If anyone is planning to do something "environmental" for earth day, that's good. One suggestion is to have that idea in mind, and to resolve to do it regularly, make it part of your life, like any daily habit. The world has procrastinated in doing the right things for the planet, and our western world, especially the U.S. has been highly responsible for the mess. Some people like to put the big corporates up on the pedestal because they "drive the economy". Well many will have helped drive it into the ground for current and future consumers. Costs of cleaning up emissions and for the mess we already have will no doubt be passed on to the consumer.
If a more long term vision of resource use had been developed decades ago to stretch out the use of it over much more time, the income would be steady, and less pollution accumulating at a high rate. However, as with much of society now, the attitude is "live now", "make profits now", "you only live once", "it's all about me". So the price for this living is to charge it forward, let future generations pay the price.
As a kid I would think about how oil and gas was finite, so if nobody tries to conserve it, then what will future generations do for energy? Well since then there are other alternatives for energy, though much still in development stages, but still, why should future generations be deprived of the choice of using oil and gas, just because our era's business want to drain every drop for profit now?

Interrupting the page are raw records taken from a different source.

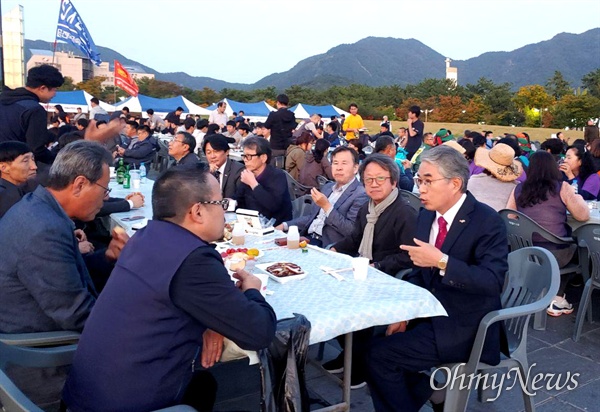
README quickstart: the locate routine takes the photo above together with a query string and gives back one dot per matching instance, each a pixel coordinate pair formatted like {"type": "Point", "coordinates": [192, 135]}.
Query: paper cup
{"type": "Point", "coordinates": [264, 280]}
{"type": "Point", "coordinates": [361, 267]}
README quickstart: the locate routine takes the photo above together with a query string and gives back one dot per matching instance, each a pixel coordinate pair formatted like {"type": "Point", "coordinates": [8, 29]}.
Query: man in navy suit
{"type": "Point", "coordinates": [335, 209]}
{"type": "Point", "coordinates": [461, 258]}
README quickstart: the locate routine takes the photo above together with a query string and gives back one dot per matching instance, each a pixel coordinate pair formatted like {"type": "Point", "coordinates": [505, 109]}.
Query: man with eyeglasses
{"type": "Point", "coordinates": [460, 256]}
{"type": "Point", "coordinates": [45, 283]}
{"type": "Point", "coordinates": [181, 149]}
{"type": "Point", "coordinates": [262, 186]}
{"type": "Point", "coordinates": [384, 223]}
{"type": "Point", "coordinates": [169, 302]}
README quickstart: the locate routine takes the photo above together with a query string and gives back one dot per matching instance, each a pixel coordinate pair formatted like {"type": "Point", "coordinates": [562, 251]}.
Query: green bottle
{"type": "Point", "coordinates": [127, 179]}
{"type": "Point", "coordinates": [120, 172]}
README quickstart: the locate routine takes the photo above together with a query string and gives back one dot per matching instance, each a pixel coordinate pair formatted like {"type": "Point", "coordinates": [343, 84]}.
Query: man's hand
{"type": "Point", "coordinates": [212, 348]}
{"type": "Point", "coordinates": [246, 280]}
{"type": "Point", "coordinates": [248, 178]}
{"type": "Point", "coordinates": [396, 327]}
{"type": "Point", "coordinates": [320, 199]}
{"type": "Point", "coordinates": [119, 239]}
{"type": "Point", "coordinates": [136, 198]}
{"type": "Point", "coordinates": [85, 247]}
{"type": "Point", "coordinates": [112, 129]}
{"type": "Point", "coordinates": [80, 235]}
{"type": "Point", "coordinates": [424, 254]}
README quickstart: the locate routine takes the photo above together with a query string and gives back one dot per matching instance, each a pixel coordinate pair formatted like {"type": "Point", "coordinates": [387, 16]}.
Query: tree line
{"type": "Point", "coordinates": [555, 104]}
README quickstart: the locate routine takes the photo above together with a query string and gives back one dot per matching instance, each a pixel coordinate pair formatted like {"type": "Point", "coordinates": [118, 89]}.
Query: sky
{"type": "Point", "coordinates": [243, 41]}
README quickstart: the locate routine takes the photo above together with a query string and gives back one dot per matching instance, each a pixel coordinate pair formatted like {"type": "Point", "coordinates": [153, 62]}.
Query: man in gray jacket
{"type": "Point", "coordinates": [334, 211]}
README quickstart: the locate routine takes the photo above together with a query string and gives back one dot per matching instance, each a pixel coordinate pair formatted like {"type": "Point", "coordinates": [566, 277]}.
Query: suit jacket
{"type": "Point", "coordinates": [340, 222]}
{"type": "Point", "coordinates": [271, 197]}
{"type": "Point", "coordinates": [44, 283]}
{"type": "Point", "coordinates": [231, 178]}
{"type": "Point", "coordinates": [477, 252]}
{"type": "Point", "coordinates": [396, 226]}
{"type": "Point", "coordinates": [9, 195]}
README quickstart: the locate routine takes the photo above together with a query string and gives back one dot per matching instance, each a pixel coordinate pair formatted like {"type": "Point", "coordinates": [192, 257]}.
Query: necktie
{"type": "Point", "coordinates": [439, 240]}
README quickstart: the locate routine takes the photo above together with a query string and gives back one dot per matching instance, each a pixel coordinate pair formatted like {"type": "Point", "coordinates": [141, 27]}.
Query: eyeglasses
{"type": "Point", "coordinates": [223, 203]}
{"type": "Point", "coordinates": [378, 179]}
{"type": "Point", "coordinates": [427, 182]}
{"type": "Point", "coordinates": [250, 156]}
{"type": "Point", "coordinates": [107, 190]}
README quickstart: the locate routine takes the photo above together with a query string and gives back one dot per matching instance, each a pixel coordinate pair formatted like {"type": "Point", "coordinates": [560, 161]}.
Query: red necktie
{"type": "Point", "coordinates": [439, 240]}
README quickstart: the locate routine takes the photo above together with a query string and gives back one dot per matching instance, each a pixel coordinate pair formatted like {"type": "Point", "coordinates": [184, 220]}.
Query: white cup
{"type": "Point", "coordinates": [264, 280]}
{"type": "Point", "coordinates": [361, 267]}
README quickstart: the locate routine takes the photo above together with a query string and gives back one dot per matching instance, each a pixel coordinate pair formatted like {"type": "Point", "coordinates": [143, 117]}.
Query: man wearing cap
{"type": "Point", "coordinates": [219, 116]}
{"type": "Point", "coordinates": [414, 130]}
{"type": "Point", "coordinates": [226, 171]}
{"type": "Point", "coordinates": [181, 148]}
{"type": "Point", "coordinates": [200, 132]}
{"type": "Point", "coordinates": [463, 265]}
{"type": "Point", "coordinates": [494, 186]}
{"type": "Point", "coordinates": [281, 123]}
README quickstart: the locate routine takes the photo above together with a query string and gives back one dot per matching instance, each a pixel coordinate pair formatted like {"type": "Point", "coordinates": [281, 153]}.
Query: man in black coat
{"type": "Point", "coordinates": [263, 187]}
{"type": "Point", "coordinates": [463, 264]}
{"type": "Point", "coordinates": [226, 170]}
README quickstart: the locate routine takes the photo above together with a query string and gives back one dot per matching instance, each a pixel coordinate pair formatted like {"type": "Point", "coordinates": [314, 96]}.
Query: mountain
{"type": "Point", "coordinates": [377, 61]}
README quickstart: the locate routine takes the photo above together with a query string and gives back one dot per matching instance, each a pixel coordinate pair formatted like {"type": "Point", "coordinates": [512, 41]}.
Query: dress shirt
{"type": "Point", "coordinates": [449, 218]}
{"type": "Point", "coordinates": [317, 225]}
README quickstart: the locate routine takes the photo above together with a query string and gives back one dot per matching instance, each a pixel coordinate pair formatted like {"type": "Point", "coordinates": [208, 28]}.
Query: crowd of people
{"type": "Point", "coordinates": [152, 305]}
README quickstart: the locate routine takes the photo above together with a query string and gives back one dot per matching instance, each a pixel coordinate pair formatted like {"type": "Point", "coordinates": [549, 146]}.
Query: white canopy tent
{"type": "Point", "coordinates": [161, 107]}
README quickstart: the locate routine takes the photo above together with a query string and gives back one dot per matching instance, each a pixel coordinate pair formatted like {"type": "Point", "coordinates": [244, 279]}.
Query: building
{"type": "Point", "coordinates": [13, 47]}
{"type": "Point", "coordinates": [70, 65]}
{"type": "Point", "coordinates": [107, 70]}
{"type": "Point", "coordinates": [451, 72]}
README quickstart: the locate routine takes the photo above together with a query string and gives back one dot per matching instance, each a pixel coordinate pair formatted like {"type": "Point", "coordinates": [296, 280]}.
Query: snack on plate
{"type": "Point", "coordinates": [284, 269]}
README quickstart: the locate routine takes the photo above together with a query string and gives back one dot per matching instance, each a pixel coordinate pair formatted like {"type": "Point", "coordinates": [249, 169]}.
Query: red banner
{"type": "Point", "coordinates": [124, 80]}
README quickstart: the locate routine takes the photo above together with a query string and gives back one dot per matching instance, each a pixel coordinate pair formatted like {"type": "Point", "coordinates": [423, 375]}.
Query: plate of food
{"type": "Point", "coordinates": [283, 272]}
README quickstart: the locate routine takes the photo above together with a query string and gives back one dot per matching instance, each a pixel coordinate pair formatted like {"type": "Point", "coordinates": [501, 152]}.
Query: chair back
{"type": "Point", "coordinates": [413, 200]}
{"type": "Point", "coordinates": [520, 229]}
{"type": "Point", "coordinates": [588, 240]}
{"type": "Point", "coordinates": [532, 282]}
{"type": "Point", "coordinates": [301, 206]}
{"type": "Point", "coordinates": [296, 189]}
{"type": "Point", "coordinates": [11, 397]}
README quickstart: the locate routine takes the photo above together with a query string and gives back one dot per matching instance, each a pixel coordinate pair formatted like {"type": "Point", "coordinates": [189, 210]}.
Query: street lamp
{"type": "Point", "coordinates": [427, 111]}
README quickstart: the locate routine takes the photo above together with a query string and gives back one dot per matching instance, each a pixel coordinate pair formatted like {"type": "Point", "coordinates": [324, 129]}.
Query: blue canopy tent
{"type": "Point", "coordinates": [142, 103]}
{"type": "Point", "coordinates": [70, 101]}
{"type": "Point", "coordinates": [304, 111]}
{"type": "Point", "coordinates": [256, 112]}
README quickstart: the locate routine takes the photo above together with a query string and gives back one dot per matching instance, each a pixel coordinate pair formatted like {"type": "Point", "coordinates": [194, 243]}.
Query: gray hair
{"type": "Point", "coordinates": [80, 158]}
{"type": "Point", "coordinates": [384, 162]}
{"type": "Point", "coordinates": [449, 162]}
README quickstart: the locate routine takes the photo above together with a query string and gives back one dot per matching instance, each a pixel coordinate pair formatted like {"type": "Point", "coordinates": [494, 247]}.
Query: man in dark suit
{"type": "Point", "coordinates": [181, 148]}
{"type": "Point", "coordinates": [17, 166]}
{"type": "Point", "coordinates": [334, 211]}
{"type": "Point", "coordinates": [226, 170]}
{"type": "Point", "coordinates": [461, 258]}
{"type": "Point", "coordinates": [263, 187]}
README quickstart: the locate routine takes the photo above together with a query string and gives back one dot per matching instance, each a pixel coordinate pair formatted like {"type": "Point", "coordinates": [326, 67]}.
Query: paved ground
{"type": "Point", "coordinates": [551, 350]}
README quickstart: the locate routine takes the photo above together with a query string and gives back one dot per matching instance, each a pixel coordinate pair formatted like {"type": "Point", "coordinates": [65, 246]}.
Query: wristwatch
{"type": "Point", "coordinates": [443, 262]}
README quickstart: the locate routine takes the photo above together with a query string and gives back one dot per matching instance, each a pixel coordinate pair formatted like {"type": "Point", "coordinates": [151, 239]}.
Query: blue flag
{"type": "Point", "coordinates": [71, 29]}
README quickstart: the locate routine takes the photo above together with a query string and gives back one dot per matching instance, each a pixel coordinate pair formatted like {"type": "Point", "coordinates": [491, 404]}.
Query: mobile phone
{"type": "Point", "coordinates": [132, 218]}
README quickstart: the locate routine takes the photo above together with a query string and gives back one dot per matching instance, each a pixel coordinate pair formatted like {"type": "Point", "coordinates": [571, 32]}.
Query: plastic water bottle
{"type": "Point", "coordinates": [142, 173]}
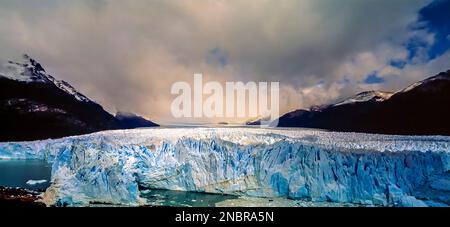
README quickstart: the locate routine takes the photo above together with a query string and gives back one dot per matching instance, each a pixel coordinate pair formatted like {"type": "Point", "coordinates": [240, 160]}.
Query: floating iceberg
{"type": "Point", "coordinates": [112, 166]}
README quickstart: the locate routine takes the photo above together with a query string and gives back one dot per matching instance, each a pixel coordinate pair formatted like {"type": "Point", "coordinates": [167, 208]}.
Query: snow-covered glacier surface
{"type": "Point", "coordinates": [112, 166]}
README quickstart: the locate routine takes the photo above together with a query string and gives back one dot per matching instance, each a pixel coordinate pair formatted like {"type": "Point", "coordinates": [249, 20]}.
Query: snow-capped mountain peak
{"type": "Point", "coordinates": [440, 76]}
{"type": "Point", "coordinates": [29, 70]}
{"type": "Point", "coordinates": [377, 96]}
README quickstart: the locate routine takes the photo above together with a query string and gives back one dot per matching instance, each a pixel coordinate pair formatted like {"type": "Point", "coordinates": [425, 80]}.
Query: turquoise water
{"type": "Point", "coordinates": [183, 199]}
{"type": "Point", "coordinates": [16, 173]}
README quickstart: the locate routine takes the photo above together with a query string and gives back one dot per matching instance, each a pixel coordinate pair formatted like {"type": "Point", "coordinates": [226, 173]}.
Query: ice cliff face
{"type": "Point", "coordinates": [299, 164]}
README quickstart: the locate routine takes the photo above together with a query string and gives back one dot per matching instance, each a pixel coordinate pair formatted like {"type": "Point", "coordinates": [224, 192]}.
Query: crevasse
{"type": "Point", "coordinates": [111, 166]}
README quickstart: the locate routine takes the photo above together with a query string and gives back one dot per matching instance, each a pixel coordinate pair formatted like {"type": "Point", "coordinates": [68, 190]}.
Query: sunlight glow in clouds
{"type": "Point", "coordinates": [127, 54]}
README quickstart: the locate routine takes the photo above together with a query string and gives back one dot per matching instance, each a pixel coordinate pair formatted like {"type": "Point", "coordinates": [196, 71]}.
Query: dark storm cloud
{"type": "Point", "coordinates": [126, 54]}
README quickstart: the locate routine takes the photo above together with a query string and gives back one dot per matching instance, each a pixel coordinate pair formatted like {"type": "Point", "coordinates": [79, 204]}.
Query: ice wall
{"type": "Point", "coordinates": [110, 166]}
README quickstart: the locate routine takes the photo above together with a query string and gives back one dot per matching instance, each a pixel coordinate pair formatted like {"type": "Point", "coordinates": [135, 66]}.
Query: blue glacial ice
{"type": "Point", "coordinates": [111, 166]}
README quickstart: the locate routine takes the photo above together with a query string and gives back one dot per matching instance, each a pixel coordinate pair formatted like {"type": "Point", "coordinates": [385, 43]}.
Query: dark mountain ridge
{"type": "Point", "coordinates": [34, 105]}
{"type": "Point", "coordinates": [421, 109]}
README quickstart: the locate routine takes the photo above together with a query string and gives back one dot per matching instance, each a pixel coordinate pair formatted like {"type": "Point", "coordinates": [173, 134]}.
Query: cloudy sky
{"type": "Point", "coordinates": [126, 54]}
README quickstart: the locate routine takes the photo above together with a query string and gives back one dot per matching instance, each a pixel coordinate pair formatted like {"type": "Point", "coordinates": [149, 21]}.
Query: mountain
{"type": "Point", "coordinates": [420, 109]}
{"type": "Point", "coordinates": [35, 105]}
{"type": "Point", "coordinates": [130, 120]}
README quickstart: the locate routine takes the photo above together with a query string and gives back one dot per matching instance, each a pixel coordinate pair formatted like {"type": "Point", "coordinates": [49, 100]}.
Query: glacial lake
{"type": "Point", "coordinates": [16, 173]}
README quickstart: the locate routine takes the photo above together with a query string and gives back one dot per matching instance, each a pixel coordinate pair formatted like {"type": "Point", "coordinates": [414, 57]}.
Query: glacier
{"type": "Point", "coordinates": [370, 169]}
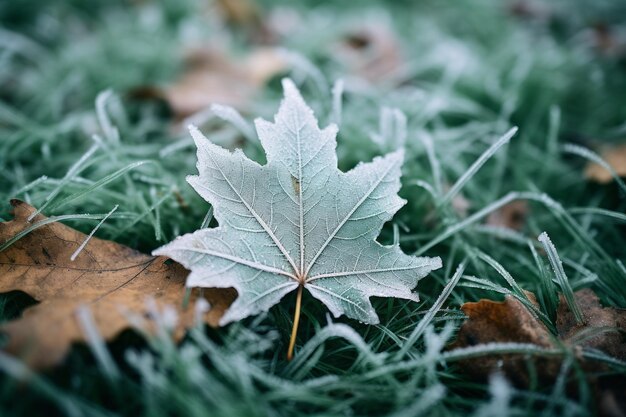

As a kid you might think, they'll want to spread the use of fossil fuels over many many generations and centuries so that other can get a chance to use this type of fuel. The topic of fossil fuels being finite is not talked about in terms of long term conservation. It's all for use now for oil company profits now. Too much reliance has been given to this type of energy. I have to wonder how much influence big oil/gas/coal has had on the development or perhaps more precisely, lack of development of alternate energies. We hear of so many reasons for increases in oil/gas, from threats to supplies, to wars, to more winter use, a CEO's broken toenail, blah, blah, blah. Hey, too bad we as a society don't move in unison like some flocks of birds, and take the oil companies in a new direction. If a large group of drivers were to commit to drive 50% less one day a week, or some variation of that, then we might see how the decreased demand will bring down gas prices, if at all, I wouldn't hold my breath.